2.2.4.Das von der Salzburger Landesregierung sowie dem Bürgermeister der Landeshauptstadt Salzburg ins Treffen geführte Ziel der Regelung des § 7 Abs 10 Sbg BauPolG, nachträgliche Baubewilligungsverfahren zu beschleunigen, vermag die Sachlichkeit der Regelung ebenso wenig zu begründen. Selbst wenn – wie die Salzburger Landesregierung sowie der Bürgermeister der Landeshauptstadt Salzburg offenbar meinen – der Ausschluss der Parteistellung gemäß § 7 Abs 10 Sbg BauPolG tatsächlich eine Verfahrensbeschleunigung bewirken könnte, ist die Bestimmung (auch) im Lichte dieses Ziels unsachlich: Diesfalls würde § 7 Abs 10 Sbg BauPolG den Bauwerber gerade dazu "einladen", mit der Bewilligung des Bauvorhabens nach Errichtung zuzuwarten, um so nach fünf Jahren ab Vollendung der baulichen Maßnahme die Mitsprache von Nachbarn bzw Eigentümern von Hauptversorgungseinrichtungen im nachträglichen Bewilligungsverfahren zu umgehen.
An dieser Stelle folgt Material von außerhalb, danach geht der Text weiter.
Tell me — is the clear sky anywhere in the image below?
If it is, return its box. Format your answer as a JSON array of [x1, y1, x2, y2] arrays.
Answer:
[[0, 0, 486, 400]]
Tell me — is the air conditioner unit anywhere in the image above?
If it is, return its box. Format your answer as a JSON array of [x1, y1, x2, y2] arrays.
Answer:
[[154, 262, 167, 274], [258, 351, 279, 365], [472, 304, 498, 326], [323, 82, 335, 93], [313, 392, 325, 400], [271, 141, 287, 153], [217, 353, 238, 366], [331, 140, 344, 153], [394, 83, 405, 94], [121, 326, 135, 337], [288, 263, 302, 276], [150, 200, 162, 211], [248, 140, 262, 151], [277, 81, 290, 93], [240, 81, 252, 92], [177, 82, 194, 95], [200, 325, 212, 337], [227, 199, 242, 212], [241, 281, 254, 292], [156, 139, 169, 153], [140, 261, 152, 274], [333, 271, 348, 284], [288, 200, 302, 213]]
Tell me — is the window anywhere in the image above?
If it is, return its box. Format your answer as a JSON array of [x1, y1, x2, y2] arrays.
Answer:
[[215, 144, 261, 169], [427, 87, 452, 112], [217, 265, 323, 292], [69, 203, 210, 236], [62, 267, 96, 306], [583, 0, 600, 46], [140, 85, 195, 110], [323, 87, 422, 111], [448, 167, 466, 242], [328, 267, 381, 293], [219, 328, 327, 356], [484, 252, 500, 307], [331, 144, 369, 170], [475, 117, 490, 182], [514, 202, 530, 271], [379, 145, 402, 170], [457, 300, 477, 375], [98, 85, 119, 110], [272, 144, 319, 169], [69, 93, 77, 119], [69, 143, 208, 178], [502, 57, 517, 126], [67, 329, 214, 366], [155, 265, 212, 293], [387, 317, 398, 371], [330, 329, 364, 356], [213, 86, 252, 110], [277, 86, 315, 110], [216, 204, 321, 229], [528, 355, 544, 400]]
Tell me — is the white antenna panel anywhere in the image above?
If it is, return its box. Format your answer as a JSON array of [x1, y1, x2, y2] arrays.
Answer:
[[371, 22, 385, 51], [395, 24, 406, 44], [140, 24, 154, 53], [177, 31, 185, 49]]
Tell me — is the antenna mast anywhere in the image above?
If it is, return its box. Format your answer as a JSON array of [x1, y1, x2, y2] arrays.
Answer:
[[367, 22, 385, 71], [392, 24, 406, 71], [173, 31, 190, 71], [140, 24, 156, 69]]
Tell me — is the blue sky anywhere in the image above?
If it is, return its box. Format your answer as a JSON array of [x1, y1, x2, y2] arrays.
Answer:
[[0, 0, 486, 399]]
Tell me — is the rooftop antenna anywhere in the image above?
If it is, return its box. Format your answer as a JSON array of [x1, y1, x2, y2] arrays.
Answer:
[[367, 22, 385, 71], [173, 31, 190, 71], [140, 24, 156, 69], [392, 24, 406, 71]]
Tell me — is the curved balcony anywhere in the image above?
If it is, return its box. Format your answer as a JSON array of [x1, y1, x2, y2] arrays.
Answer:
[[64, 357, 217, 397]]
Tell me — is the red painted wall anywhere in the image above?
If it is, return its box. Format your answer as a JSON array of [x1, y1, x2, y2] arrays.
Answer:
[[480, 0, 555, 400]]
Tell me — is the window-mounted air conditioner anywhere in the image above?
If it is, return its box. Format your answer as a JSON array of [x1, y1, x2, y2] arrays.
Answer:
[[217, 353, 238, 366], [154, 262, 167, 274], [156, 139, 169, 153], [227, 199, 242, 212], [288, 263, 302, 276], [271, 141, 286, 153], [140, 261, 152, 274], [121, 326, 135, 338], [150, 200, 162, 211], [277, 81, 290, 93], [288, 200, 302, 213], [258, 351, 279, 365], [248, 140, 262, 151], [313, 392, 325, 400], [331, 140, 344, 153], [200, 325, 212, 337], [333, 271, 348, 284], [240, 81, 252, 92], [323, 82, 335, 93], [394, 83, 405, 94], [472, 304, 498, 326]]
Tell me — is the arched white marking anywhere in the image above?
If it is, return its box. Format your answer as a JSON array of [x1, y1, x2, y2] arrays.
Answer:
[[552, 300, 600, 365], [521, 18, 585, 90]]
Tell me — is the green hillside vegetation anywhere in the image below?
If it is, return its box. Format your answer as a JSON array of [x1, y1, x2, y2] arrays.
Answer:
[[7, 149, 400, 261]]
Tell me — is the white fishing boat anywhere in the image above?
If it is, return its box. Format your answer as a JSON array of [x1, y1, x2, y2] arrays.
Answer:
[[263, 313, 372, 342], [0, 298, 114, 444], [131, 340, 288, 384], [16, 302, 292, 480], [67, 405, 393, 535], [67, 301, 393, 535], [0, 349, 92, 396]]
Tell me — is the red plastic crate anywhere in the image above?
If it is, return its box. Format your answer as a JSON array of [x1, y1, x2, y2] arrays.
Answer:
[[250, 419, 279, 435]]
Gleiches gilt für das von der Salzburger Landesregierung zudem genannte Ziel der Sicherung des "nachbarlichen Rechtsfriedens". Es ist für den Verfassungsgerichtshof nicht nachvollziehbar, wie der in § 7 Abs 10 Sbg BauPolG vorgesehene Entfall der Parteistellung des Nachbarn und des Eigentümers iSd § 7 Abs 1 Z 1 und Z 2 Sbg BauPolG Nachbarschaftsstreitigkeiten vermeiden soll. Den von einer baulichen Maßnahme in seinen subjektiven Rechten Betroffenen von der Teilnahme am Bewilligungsverfahren auszuschließen, stellt kein taugliches Mittel zur Vermeidung von Nachbarschaftsstreitigkeiten dar.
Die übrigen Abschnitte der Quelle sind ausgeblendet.